「古典のなかの古典」を読む(2)

以前、前田雅之氏(東京家政学院大学教授)が講演のなかで、日本古典文学に最も大きな影響を与えた作品は『古今和歌集』・『伊勢物語』・『源氏物語』・『和漢朗詠集』の四つだと仰っていたのを聞いて、なるほどなと思いました。これらの文学作品は、近代的な国文学研究が始まる前から長い研究史を持っている――言い方を変えれば、注釈書がもっとも多く残っているわけです。古典時代にすでに研究・講読の対象だったという点で、「古典のなかの古典」と呼ぶにふさわしいのではないでしょうか。
例えば、『古今和歌集』については、新日本古典文学大系古今和歌集』(岩波書店)の巻末付録「古今和歌集注釈書目録」に、明治以前に成立した注釈書 *1として196種もの書名が列挙されています。本文への傍記や頭書などの書き入れや、失われてしまって現存しないものまで含めると、それこそ数知れずでしょう。
もっとも、中世に作られたこれら古典の注釈書は、秘伝的な説話集だといったほうが正確かもしれません。
一例、『古今和歌集』夏部の冒頭歌「わが宿の池の藤波咲きにけり山ほととぎすいつか来鳴かむ」(よみ人知らず。左注に「この歌、ある人の曰く、柿本人麿が也」)に対して、『弘安十年古今集歌注』*2は、

聖武天皇の御時、人丸大和国十市郡に家を作て住ける時、家の藤波のさきけるを見て読る也。

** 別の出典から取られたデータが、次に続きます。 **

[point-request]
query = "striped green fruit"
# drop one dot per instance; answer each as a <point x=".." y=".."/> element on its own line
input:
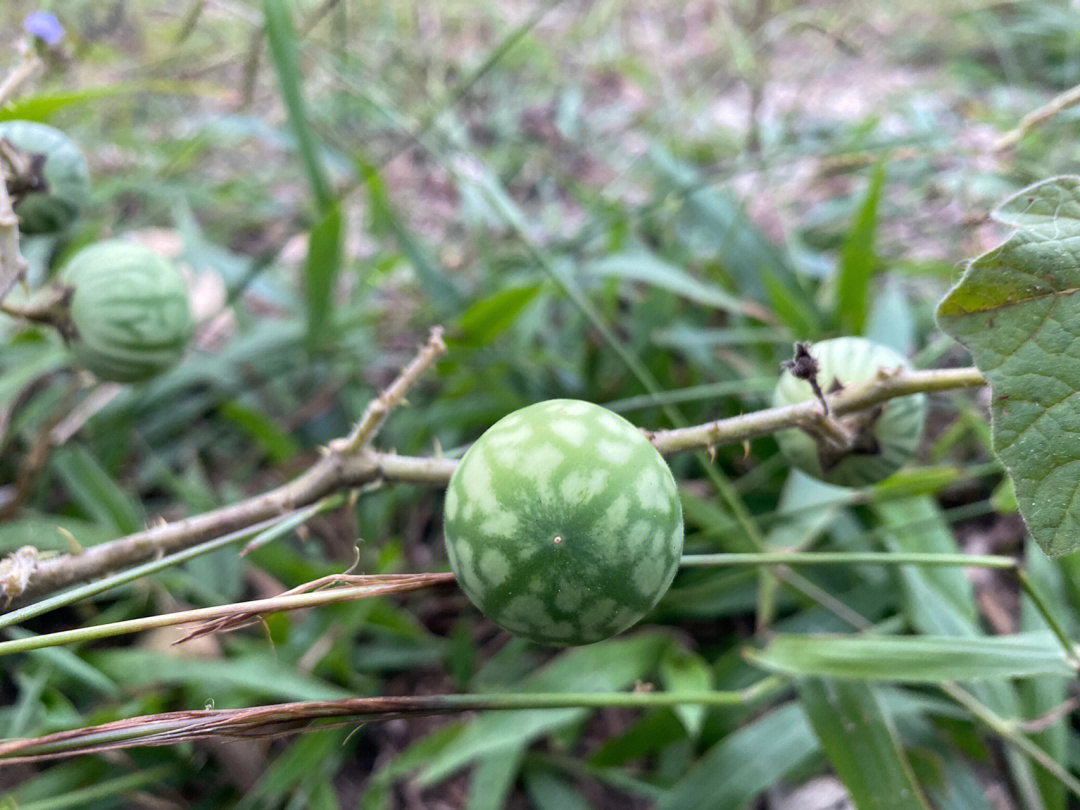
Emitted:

と、もっともらしい作歌事情の説明を行ないます。「講釈師、見てきたような嘘を言い」の類ですね。
伊勢物語』(第六十段)にも見られる「五月待つ花橘の香をかげば昔の人の袖の香ぞする」(よみ人知らず)にいたっては、

大国には、五月五日に必ず橘花を酒に入て飲。されば五月を待と云。花橘の袖の香と云に二義あり。一には、日本記云、天武天皇の御時、百済国より橘を日本へ渡す。帝、目出思食して、是を御袖につつみ給。崩御の後、御衣を取出たりければ、橘の香袖に匂ふ。其の時、参議岡丸と云人、御衣の御袖を顔にをしあてて泣々読めり。
  なき跡のかたみとてにや橘の匂ひばかりをのこしをきけん
(中略)
此の五月まつの歌は貞観十三年四月に、清和の御時に、業平、宇佐の勅使に下りける時、小野小町は、もとは業平が妻にてありしに、離れて後、宇佐の使承の官人大江惟章が妻に成て、彼所にあると聞て、業平、「女主見参せん」と云ければ、小野小町、此歌を読て出せり。

天武天皇といい、小野小町といい、最初から最後までネタ話。そこが面白い点なのですが。ちなみに、業平と小町が夫婦(恋人)関係にあったという伝説は、実は、『伊勢物語』のある段から生じたものです。お時間のある方は探してみてください。

*1:古今集の注釈書だけでなくて、歌学書も若干含まれています。